Prevent module import inside @implementation

Richard Smith richard at metafoo.co.uk
Wed Feb 5 14:29:41 PST 2014


On Wed, Feb 5, 2014 at 12:43 PM, Ben Langmuir <blangmuir at apple.com> wrote:

>
> On Feb 5, 2014, at 11:18 AM, Richard Smith <richard at metafoo.co.uk> wrote:
>
> > I'm not especially fond of treating annot_module_begin and
> annot_module_include differently. That'll mean we get completely different
> diagnostics for a '#include' in a bad place depending on whether it's
> including something in the same top-level module or something in a
> different top-level module.
> >
>
> I approached this from the other side and didn't like that
> annot_module_include is handled so differently from @import.


I think they're fundamentally different, at least currently:

#include sometimes triggers a submodule build (in the same preprocessor +
parser + sema) so must only appear at the top level in such a case. We also
want the #include to behave (effectively) the same whether it textually
includes a file or imports a module, so that people don't accidentally
write code that means different things with compilers that support modules
and with compilers that do not (or depending on which module a particular
header is part of, or the order in which submodules of a module are built).

Conversely, @import merely makes declaration and macro names visible. It
never triggers an in-situ submodule build (sometimes a different module
will be built in a separate thread and context, but that's not a problem).
It can't (reliably) be used to import a submodule of the same module. So,
there's no *technical* reason not to allow @import anywhere, as far as I
can tell.

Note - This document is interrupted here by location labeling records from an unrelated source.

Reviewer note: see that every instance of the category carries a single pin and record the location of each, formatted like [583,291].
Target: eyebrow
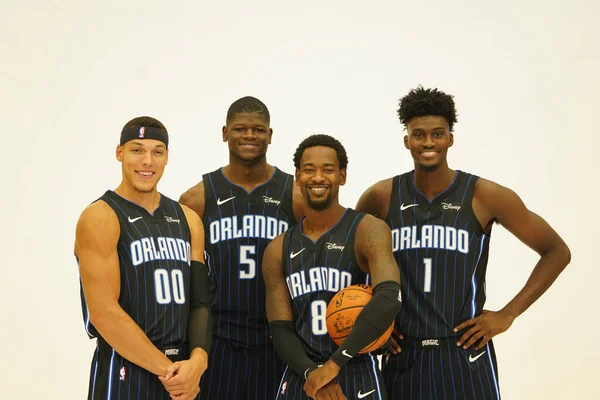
[139,143]
[423,130]
[324,165]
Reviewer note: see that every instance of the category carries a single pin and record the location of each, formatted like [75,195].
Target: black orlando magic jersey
[442,254]
[154,260]
[315,272]
[239,226]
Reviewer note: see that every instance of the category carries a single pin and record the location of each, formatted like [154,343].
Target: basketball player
[144,287]
[244,205]
[331,248]
[441,221]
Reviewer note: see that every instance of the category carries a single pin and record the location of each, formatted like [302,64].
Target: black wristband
[372,322]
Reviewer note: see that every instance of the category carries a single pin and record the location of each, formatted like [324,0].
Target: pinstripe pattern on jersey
[435,313]
[331,264]
[239,225]
[154,262]
[360,375]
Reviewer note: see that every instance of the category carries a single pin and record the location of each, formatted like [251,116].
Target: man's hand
[486,326]
[320,377]
[331,391]
[183,377]
[394,346]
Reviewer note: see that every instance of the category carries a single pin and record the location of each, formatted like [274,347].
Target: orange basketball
[342,311]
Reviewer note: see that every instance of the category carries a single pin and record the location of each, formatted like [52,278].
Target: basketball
[342,311]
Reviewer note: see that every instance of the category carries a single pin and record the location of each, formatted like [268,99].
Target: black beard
[319,206]
[430,168]
[143,190]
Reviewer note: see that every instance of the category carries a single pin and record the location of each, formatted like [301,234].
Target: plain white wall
[524,76]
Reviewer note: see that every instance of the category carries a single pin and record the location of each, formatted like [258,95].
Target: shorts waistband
[173,352]
[427,343]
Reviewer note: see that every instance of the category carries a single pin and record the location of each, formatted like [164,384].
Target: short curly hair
[321,140]
[420,102]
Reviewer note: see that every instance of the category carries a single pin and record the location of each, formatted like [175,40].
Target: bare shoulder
[376,199]
[371,227]
[272,259]
[275,246]
[191,215]
[297,202]
[495,197]
[194,198]
[373,234]
[97,224]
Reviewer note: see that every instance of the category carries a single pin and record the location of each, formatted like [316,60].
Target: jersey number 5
[246,260]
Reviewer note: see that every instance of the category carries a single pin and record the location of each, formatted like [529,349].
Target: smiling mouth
[317,189]
[428,153]
[145,174]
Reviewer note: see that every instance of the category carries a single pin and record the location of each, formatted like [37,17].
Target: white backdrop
[524,76]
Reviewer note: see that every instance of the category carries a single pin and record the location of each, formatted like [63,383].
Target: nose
[147,160]
[249,134]
[318,177]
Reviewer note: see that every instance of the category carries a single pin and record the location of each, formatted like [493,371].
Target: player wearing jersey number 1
[441,221]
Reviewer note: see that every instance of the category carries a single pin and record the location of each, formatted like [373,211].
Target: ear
[225,135]
[119,153]
[342,177]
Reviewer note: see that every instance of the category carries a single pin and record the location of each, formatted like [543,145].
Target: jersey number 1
[427,284]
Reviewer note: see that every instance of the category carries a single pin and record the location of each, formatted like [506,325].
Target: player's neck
[148,200]
[432,183]
[315,223]
[248,176]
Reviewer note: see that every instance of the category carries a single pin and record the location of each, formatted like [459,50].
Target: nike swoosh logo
[404,207]
[292,254]
[219,201]
[363,395]
[473,359]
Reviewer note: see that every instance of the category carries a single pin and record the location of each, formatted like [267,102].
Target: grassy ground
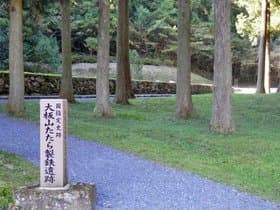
[248,159]
[14,172]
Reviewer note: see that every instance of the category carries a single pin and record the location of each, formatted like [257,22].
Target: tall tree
[267,83]
[123,83]
[66,89]
[262,49]
[222,121]
[184,106]
[16,89]
[103,108]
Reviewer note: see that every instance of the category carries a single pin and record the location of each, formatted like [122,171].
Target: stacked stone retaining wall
[49,85]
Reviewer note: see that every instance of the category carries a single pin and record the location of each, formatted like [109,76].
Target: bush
[136,64]
[6,197]
[83,58]
[42,49]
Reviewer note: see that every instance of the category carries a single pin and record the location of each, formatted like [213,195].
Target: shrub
[136,64]
[6,197]
[42,49]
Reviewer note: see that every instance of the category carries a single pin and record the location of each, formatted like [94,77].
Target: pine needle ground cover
[247,159]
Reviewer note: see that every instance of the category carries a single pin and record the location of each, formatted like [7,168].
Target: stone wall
[49,85]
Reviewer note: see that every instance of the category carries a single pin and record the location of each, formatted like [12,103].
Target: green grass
[247,159]
[14,172]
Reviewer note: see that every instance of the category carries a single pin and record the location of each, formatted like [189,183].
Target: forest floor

That said, some of these properties are probably bugs in @import,
and maybe it should act more like #include.

> I'm also not sure that the diagnostic change here is an improvement.
> Previously:
> >
> > #include "not_module.h"
> > #include "module.h"
> >
> > ... where not_module.h contains:
> >
> > class X {
> >   // ...
> > // whoops, forgot the '};'
> >
> > would give a "missing '}'" diagnostic, pointing at the '{' that is left
> un-closed. It now gives a mysterious 'must be at the top level' diagnostic,
> not pointing at the '}' any more, followed by more errors (because
> 'module.h' didn't get imported and because the code after the #include is
> still within the class). The error here was almost certainly that a '}' was
> missing, so this seems like a regression.
>
> Ick, I'll take a look at this case.
>
> >
> > In what cases does this change allow us to recover from errors better?
>
>
> Whenever an implicit import is not at top level, we currently give errors
> like 'expected expression', or 'expected }', pointing at the location on
> #include/#import, and give no hint as to how a preprocessor directive
> (#include) could be the source of the error.


We can, and almost certainly should, customize the ExpectAndConsume
diagnostic for the case where the current token is one of the
annot_module_* tokens. I think that's probably the best way to attack this
issue.


> To make matters worse, once you break out of whatever parsing context you
> were in due to the module_include, any following code is likely to become
> errors.
>
> int foo() {
>   int x = 5;
>   #import "Bar.h" // expected }
>   if (x == 6) {// expected identifier or (
>     ++x; // expected identifier or (
>   }
>   return 1; // expected identifier of (
> } // extraneous closing brace


Do you think this is actually a likely error case? I find it implausible
that someone would deliberately include a modular header into the middle of
some scope. I think it's vastly more likely that they missed a close brace
before the include.

If this really is a likely scenario, then I think we should make the
diagnostic for an unexpected annot_module_* a FatalError, because there's
simply no way we can reasonably recover (we have two recovery options, and
either of them is disastrous if we're in the other situation).